07 julho, 2006

Cacharolete de Discos


Ainda à boleia de Lila Downs, aqui ficam algumas críticas de discos («La Cantina», o mais recente de Lila Downs, e também La Chicana - na foto -, Emmanuel Jal & Abdel Gadir Salim, Cheikh Lô e os irlandeses Clannad) publicadas originalmente no BLITZ há alguns meses...

LILA DOWNS
«LA CANTINA»
Narada/EMI

Belas canções rancheras mexicanas, entre a alegria e a tristeza. Só a electricidade está a mais.

O novo álbum da cantora e compositora mexicana Lila Downs, «La Cantina – Entre Copa y Copa...», é um excelente exemplo daquilo que a chamada world music tem de melhor e, em alguns temas (felizmente poucos), de pior. Logo a abrir, «La Cumbia del Mole», é uma canção alegre e lindíssima, que fala de culinária (!), com cavaquinhos e acordeão, mas lá para a frente há um solo de guitarra eléctrica à la Carlos Santana que só estraga o conjunto. Mas o álbum continua bem, sempre bem. Há uma canção sobre casas de alterne na fronteira do México com os Estados Unidos (entre o disco-sound e o cajun), outra – lindíssima - sobre as feiticeiras índias («Agua de Rosas») e muitas versões de temas de José Alfredo Jiménez, um dos mitos da canção ranchera dos anos 50. Canção ranchera que fala de amores fatais e muito álcool (tequilla, pois...) e que está, muitas vezes, próxima – pelo menos aqui, nas versões de Lila Downs – da música árabe, do son cubano, do fado, do flamenco, da morna. Mesmo que, lá pelo meio, se enfiem a espaços, momentos de voz com flow de hip-hop, o clarinete klezmer de Paul Cohen (marido de Lila Downs) ou uma pulsão de baixo funk. O pior, sempre que aparecem, são mesmo os solos de guitarra eléctrica.

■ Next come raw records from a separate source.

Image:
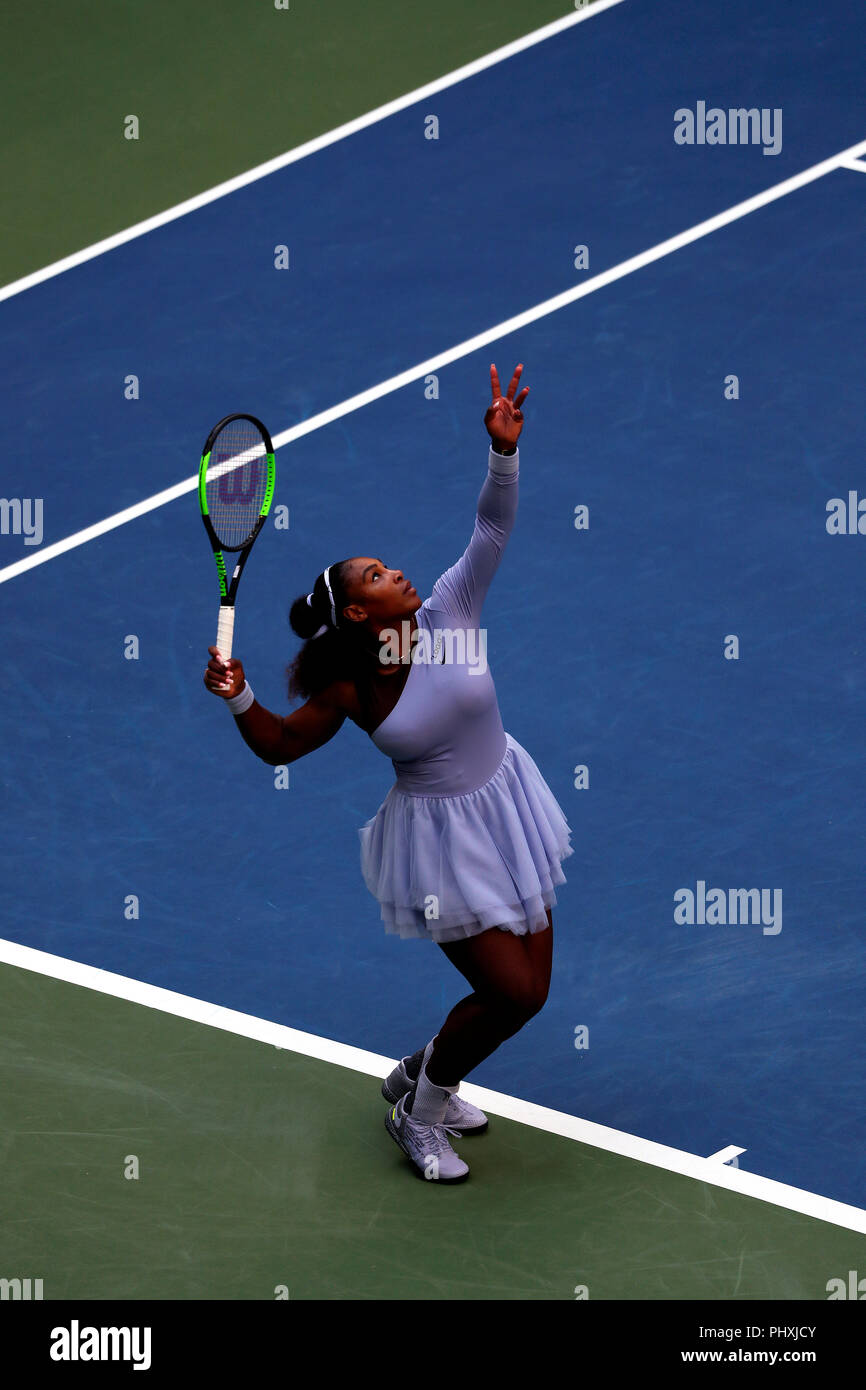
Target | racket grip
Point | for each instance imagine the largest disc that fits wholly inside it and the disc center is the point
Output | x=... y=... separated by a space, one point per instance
x=225 y=628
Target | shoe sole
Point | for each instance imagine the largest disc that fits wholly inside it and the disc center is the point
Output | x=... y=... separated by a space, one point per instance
x=445 y=1182
x=392 y=1097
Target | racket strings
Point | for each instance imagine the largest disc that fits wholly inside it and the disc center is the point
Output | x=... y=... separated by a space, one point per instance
x=237 y=483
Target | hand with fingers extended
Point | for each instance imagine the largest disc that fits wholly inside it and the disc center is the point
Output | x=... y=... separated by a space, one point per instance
x=224 y=679
x=503 y=419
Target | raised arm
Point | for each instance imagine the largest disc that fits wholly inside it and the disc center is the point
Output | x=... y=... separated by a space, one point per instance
x=462 y=590
x=278 y=738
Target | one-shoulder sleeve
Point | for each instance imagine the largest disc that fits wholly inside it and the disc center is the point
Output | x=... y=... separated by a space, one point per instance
x=462 y=590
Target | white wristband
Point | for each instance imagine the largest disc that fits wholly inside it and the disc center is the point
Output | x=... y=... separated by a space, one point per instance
x=238 y=704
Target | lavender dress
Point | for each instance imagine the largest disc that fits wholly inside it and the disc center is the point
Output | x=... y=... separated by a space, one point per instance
x=470 y=836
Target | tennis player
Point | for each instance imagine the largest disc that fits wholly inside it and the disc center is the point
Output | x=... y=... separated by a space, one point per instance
x=467 y=847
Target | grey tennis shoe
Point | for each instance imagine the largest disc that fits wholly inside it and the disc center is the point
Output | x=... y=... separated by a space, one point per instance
x=460 y=1115
x=427 y=1146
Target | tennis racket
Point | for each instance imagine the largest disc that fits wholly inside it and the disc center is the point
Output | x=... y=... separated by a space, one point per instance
x=235 y=494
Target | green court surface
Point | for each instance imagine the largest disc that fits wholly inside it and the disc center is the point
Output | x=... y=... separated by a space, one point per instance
x=260 y=1171
x=218 y=86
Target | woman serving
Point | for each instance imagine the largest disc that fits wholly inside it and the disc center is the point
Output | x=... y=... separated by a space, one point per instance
x=467 y=847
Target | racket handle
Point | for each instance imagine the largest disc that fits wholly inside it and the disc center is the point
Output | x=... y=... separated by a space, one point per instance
x=225 y=628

Principalmente porque aquilo resulta sempre melhor quando está mais próximo da «verdade», como no tema mariachi «El Relámpago» ou num espantoso tema interpretado a capella por Lila Downs e os seus músicos (aqui só em voz, claro), «Yo Ya Me Voy» (uma canção polifónica que faz, estranhamente, lembrar o cante alentejano e os cantos polifónicos da Córsega). (8/10)

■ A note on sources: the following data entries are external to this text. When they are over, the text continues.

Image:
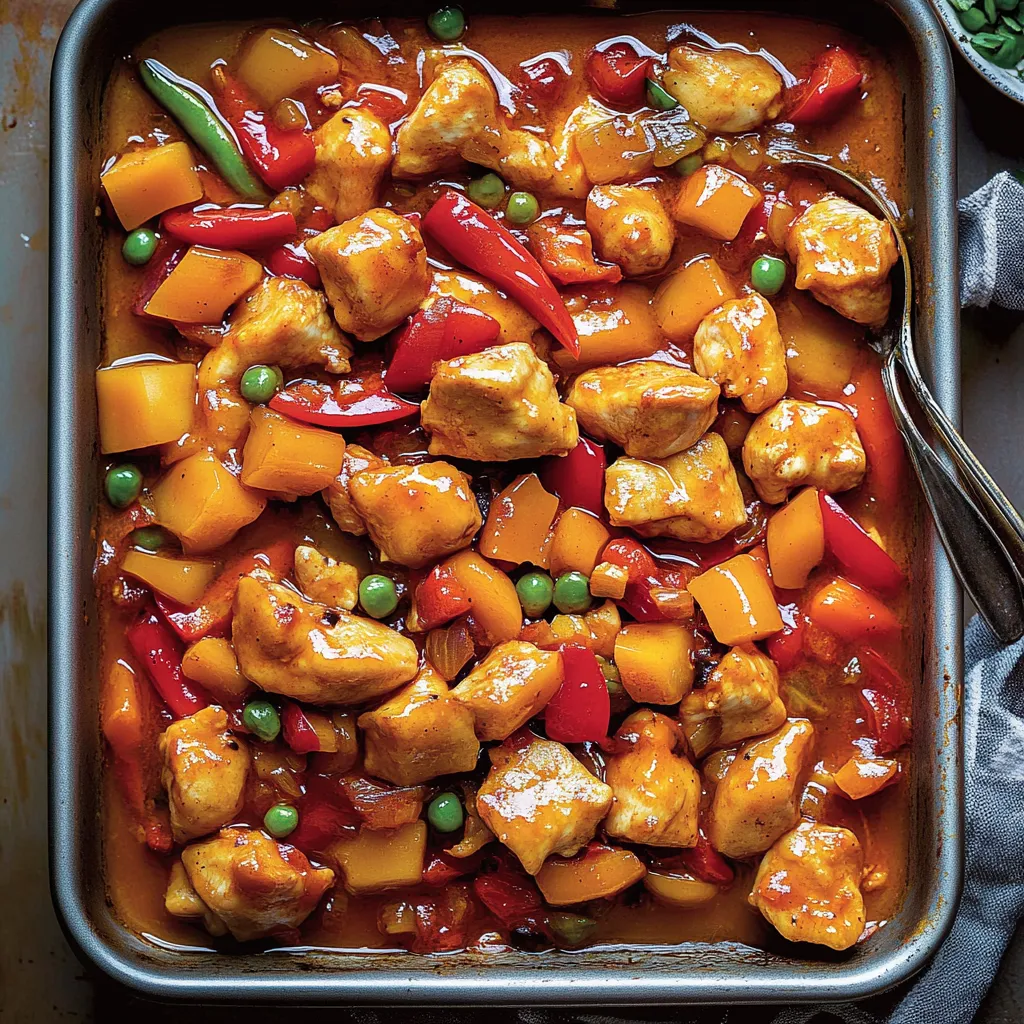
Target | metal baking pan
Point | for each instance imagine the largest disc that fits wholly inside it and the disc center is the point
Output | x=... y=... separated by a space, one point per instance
x=97 y=34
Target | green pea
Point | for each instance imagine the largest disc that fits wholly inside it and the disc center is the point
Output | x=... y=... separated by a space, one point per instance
x=281 y=820
x=659 y=97
x=535 y=590
x=378 y=596
x=972 y=19
x=486 y=192
x=572 y=593
x=123 y=484
x=687 y=165
x=768 y=274
x=446 y=24
x=261 y=383
x=148 y=538
x=570 y=929
x=522 y=208
x=261 y=719
x=139 y=246
x=444 y=812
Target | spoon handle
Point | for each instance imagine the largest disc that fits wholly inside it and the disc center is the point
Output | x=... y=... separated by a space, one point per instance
x=992 y=501
x=976 y=552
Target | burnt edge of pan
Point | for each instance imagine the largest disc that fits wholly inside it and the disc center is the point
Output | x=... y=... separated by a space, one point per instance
x=97 y=33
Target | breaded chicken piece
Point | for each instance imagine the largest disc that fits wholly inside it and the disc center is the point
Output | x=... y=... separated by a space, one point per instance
x=808 y=886
x=419 y=733
x=797 y=443
x=374 y=268
x=630 y=227
x=205 y=768
x=738 y=345
x=353 y=150
x=759 y=798
x=656 y=790
x=843 y=256
x=286 y=644
x=692 y=496
x=539 y=800
x=497 y=406
x=511 y=685
x=724 y=89
x=337 y=497
x=458 y=120
x=417 y=514
x=740 y=699
x=651 y=410
x=255 y=885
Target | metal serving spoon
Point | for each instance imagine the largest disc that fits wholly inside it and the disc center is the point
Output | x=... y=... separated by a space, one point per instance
x=984 y=537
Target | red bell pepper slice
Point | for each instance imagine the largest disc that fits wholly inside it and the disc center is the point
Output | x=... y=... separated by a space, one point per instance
x=863 y=561
x=785 y=648
x=338 y=406
x=159 y=651
x=212 y=616
x=442 y=331
x=230 y=228
x=619 y=74
x=297 y=729
x=478 y=242
x=879 y=434
x=292 y=260
x=439 y=597
x=281 y=158
x=835 y=80
x=578 y=478
x=581 y=708
x=705 y=862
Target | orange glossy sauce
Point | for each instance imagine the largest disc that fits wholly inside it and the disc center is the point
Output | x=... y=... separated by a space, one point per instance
x=868 y=139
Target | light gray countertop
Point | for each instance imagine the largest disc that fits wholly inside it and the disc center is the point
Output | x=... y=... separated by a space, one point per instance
x=40 y=979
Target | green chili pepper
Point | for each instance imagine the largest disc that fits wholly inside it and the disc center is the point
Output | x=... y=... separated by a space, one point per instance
x=206 y=129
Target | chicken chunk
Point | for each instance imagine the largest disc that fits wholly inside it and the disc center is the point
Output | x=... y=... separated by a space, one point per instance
x=801 y=442
x=353 y=150
x=513 y=322
x=326 y=581
x=457 y=120
x=204 y=772
x=281 y=323
x=656 y=790
x=416 y=514
x=496 y=406
x=808 y=886
x=652 y=410
x=337 y=497
x=256 y=886
x=724 y=89
x=509 y=687
x=692 y=496
x=630 y=227
x=374 y=269
x=288 y=645
x=539 y=800
x=843 y=256
x=419 y=733
x=759 y=798
x=738 y=345
x=739 y=700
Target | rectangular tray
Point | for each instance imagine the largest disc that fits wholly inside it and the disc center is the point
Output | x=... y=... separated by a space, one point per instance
x=97 y=34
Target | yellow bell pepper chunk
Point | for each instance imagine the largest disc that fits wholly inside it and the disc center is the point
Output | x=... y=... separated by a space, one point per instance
x=144 y=403
x=204 y=286
x=181 y=580
x=202 y=504
x=291 y=458
x=145 y=182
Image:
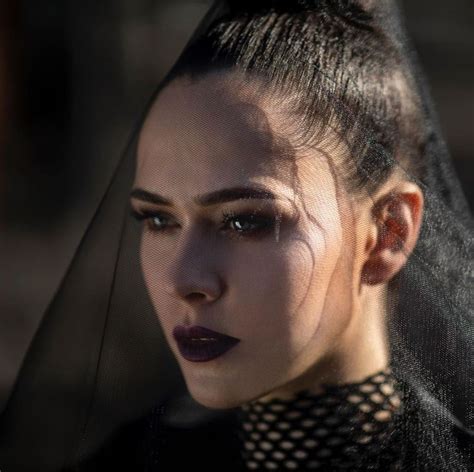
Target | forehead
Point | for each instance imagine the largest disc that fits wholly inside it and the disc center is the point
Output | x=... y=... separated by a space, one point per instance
x=216 y=132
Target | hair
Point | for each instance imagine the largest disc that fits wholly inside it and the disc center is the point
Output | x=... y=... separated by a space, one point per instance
x=341 y=66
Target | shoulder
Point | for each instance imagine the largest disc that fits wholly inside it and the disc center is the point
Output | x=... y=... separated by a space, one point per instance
x=186 y=434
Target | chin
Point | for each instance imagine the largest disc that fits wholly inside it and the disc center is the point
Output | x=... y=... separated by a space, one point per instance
x=214 y=398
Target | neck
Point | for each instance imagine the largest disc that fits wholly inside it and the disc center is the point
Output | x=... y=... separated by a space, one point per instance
x=348 y=422
x=360 y=350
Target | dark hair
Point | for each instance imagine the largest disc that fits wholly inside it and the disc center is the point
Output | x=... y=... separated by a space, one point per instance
x=342 y=65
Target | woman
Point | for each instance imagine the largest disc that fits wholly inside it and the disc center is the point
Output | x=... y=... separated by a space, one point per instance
x=280 y=202
x=304 y=247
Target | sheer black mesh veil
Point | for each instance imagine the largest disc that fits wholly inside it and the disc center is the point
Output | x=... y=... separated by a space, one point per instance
x=99 y=359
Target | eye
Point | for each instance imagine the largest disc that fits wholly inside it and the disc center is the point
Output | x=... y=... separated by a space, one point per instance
x=247 y=224
x=240 y=225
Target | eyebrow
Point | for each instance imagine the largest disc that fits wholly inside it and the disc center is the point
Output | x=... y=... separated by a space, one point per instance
x=213 y=198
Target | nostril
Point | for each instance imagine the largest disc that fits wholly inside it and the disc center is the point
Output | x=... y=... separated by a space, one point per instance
x=196 y=297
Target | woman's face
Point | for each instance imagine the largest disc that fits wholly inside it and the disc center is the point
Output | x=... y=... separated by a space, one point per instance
x=281 y=284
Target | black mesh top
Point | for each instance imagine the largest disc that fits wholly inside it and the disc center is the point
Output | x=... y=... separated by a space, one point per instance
x=380 y=423
x=345 y=427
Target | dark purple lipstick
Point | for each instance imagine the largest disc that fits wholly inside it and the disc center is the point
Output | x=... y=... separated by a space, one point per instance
x=199 y=344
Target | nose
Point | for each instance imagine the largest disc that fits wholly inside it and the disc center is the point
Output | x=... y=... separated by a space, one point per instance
x=195 y=287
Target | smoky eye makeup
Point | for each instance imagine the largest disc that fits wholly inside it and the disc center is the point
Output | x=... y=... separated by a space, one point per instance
x=251 y=223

EMMANUEL JAL & ABDEL GADIR SALIM
«CEASEFIRE»
Riverboat/World Music Network/Megamúsica

A música nunca fez a paz. Mas pode contribuir decisivamente para que ela aconteça...

Há muitos exemplos: a editora israelita Magda, que reúne artistas judeus e muçulmanos; o respeito e amor que o paquistanês Nusrat Fateh Ali Khan sentia na Índia; o Festival au Desert, que reúne etnias anteriormente desavindas do Mali, etc, etc... E ouvir um álbum como «Ceasefire» (o título - «cessar fogo» - diz tudo!), colaboração entre o rapper do norte do Sudão Emmanuel Jal (que foi guerrilheiro quando era adolescente) e o respeitadíssimo Abdel Gadir Salim, cantor, compositor e tocador de oud, originário do sul do Sudão, é arrepiante: é ouvir o diálogo entre os dois lados até há pouco tempo em guerra, o choque entre o passado e o futuro, a África negra e o norte do país (árabe), a música tradicional e as electrónicas ocidentais, com o hip-hop bem presente. Paz! (8/10)


LA CHICANA
«CANCIÓN LLORADA»
Galileo/Megamúsica

Grupo argentino leva o tango para todo o lado.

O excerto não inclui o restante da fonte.